Eta Carinae
Eta Carinae captured by the Hubble Telescope ESA/NASA

Hidden features of Eta Carinae, a massive stellar system 7,500 light years away, have been unveiled by Nasa with new 3D models of the death stars.

Eta Carinae is made up of two massive stars – 100 times bigger than our Sun – and they are set to explode into a huge supernova that could (but probably won't) wipe out all life on Earth.

A new long-term study by astronomers at Nasa's Goddard Space Flight Centre has produced the "most comprehensive" picture of Eta Carinae.

Astrophysicist Ted Gull said: "We are coming to understand the present state and complex environment of this remarkable object, but we have a long way to go to explain Eta Carinae's past eruptions or to predict its future behaviour."

Astronomers have now found out that the brighter, cooler primary star is about five million times brighter than our Sun, with a mass about 90 times the size. The smaller one is about 30 times the mass of the sun and emits a million times its light.

The orbits of the two stars bring them close to one another every 5.5 years. At their closest approach, they are 140 million miles apart – about the same distance as Mars and the Sun. During this time, the system is a hotbed of activity.

Experts have spent the last 11 years studying these events and have developed a model based on routine observations. "The winds from each star have markedly different properties: thick and slow for the primary, lean and fast for the hotter companion," Nasa said.

"The primary's wind blows at nearly one million mph and is especially dense, carrying away the equivalent mass of our sun every thousand years. By contrast, the companion's wind carries off about 100 times less material than the primary's, but it races outward as much as six times faster."

Findings show that when the smaller star swings around the larger one, its faster winds create a spiral cavity in the outflow of the larger star.

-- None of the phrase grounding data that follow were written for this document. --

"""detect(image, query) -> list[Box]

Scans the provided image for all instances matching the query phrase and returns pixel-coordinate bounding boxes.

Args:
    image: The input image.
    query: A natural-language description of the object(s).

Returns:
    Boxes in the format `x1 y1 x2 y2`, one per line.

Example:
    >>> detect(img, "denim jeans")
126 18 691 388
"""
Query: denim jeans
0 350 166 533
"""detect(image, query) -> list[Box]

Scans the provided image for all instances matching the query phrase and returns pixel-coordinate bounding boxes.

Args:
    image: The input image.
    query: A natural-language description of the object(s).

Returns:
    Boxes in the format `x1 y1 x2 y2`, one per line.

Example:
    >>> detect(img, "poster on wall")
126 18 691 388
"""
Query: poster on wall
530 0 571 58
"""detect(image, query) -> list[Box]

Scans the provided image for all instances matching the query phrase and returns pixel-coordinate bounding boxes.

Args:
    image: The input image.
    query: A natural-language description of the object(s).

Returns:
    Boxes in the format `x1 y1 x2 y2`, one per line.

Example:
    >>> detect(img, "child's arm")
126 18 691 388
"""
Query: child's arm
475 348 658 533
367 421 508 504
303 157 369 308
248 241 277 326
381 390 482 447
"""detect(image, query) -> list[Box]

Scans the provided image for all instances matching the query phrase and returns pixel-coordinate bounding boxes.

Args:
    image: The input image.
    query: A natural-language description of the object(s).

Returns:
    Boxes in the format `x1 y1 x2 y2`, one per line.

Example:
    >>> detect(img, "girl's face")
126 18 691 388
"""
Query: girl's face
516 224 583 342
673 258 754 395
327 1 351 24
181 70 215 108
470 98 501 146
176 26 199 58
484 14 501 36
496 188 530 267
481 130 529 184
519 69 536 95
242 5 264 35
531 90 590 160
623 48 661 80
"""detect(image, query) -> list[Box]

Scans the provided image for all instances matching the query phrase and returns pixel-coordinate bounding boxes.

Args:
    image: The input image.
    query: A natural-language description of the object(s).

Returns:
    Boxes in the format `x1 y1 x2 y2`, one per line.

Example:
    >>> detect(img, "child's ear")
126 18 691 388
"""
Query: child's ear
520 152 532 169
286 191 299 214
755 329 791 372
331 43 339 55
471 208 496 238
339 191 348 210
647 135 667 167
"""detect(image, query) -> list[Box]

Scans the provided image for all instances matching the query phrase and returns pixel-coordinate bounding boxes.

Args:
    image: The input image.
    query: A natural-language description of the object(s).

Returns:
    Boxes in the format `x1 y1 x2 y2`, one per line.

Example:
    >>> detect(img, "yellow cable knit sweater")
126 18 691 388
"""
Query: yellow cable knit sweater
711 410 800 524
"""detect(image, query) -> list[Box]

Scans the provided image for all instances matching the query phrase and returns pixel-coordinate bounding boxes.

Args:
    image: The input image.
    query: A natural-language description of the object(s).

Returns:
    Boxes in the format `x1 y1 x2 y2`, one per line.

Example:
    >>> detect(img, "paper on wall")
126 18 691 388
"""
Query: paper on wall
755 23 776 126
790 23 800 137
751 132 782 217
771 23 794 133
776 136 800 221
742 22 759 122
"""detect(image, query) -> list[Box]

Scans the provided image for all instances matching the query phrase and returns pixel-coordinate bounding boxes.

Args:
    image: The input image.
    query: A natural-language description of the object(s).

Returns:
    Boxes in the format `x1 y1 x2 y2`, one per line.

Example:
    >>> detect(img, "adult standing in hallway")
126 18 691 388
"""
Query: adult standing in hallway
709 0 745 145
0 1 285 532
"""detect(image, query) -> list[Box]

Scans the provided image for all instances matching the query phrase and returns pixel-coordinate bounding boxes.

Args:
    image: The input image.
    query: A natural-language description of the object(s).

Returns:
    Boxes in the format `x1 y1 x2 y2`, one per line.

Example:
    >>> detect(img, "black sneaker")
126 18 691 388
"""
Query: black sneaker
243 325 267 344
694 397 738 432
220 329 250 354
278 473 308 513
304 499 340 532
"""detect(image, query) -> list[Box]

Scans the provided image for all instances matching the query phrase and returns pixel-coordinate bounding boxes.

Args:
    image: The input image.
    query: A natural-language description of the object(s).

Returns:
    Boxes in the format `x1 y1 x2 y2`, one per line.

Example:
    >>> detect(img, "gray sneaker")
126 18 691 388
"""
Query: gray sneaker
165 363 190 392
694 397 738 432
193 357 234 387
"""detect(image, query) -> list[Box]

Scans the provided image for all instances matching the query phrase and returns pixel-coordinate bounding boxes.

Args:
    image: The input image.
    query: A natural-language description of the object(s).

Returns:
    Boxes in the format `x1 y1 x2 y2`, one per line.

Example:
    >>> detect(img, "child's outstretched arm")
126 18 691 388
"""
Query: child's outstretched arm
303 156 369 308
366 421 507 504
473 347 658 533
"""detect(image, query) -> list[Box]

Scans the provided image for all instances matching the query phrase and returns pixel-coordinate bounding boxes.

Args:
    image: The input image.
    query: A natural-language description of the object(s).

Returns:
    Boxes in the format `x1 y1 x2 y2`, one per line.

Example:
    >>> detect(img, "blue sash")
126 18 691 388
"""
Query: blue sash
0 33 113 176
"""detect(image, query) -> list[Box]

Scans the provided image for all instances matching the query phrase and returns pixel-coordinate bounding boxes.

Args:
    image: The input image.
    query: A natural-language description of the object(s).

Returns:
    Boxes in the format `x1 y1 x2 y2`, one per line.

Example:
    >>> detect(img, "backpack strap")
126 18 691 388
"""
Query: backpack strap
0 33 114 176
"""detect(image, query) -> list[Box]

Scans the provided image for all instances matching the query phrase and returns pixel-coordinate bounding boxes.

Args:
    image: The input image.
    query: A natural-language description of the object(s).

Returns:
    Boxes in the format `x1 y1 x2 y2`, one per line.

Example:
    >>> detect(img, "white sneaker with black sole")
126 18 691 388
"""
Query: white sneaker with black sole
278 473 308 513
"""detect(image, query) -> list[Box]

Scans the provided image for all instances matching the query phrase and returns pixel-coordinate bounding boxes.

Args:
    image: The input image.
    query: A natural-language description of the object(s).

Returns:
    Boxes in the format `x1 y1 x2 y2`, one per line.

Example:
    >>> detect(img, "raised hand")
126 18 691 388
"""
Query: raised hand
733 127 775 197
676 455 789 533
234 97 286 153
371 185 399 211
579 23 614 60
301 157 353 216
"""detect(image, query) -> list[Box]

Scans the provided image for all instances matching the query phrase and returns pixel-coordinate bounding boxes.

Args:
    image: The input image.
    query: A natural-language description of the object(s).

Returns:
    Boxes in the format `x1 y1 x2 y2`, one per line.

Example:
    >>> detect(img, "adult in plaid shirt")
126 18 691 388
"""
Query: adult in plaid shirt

When the winds come into contact with one another, X-rays are produced and structural changes take place.

Experts are now using their data to make new predictions that can be tested at the next close encounter in February 2020.

"Both of the massive stars of Eta Carinae may one day end their lives in supernova explosions," Nasa said. "For stars, mass is destiny, and what will determine their ultimate fate is how much matter they can lose – through stellar winds or as-yet-inexplicable eruptions – before they run out of fuel and collapse under their own weight.

"[But] for now, the researchers say, there is no evidence to suggest an imminent demise of either star."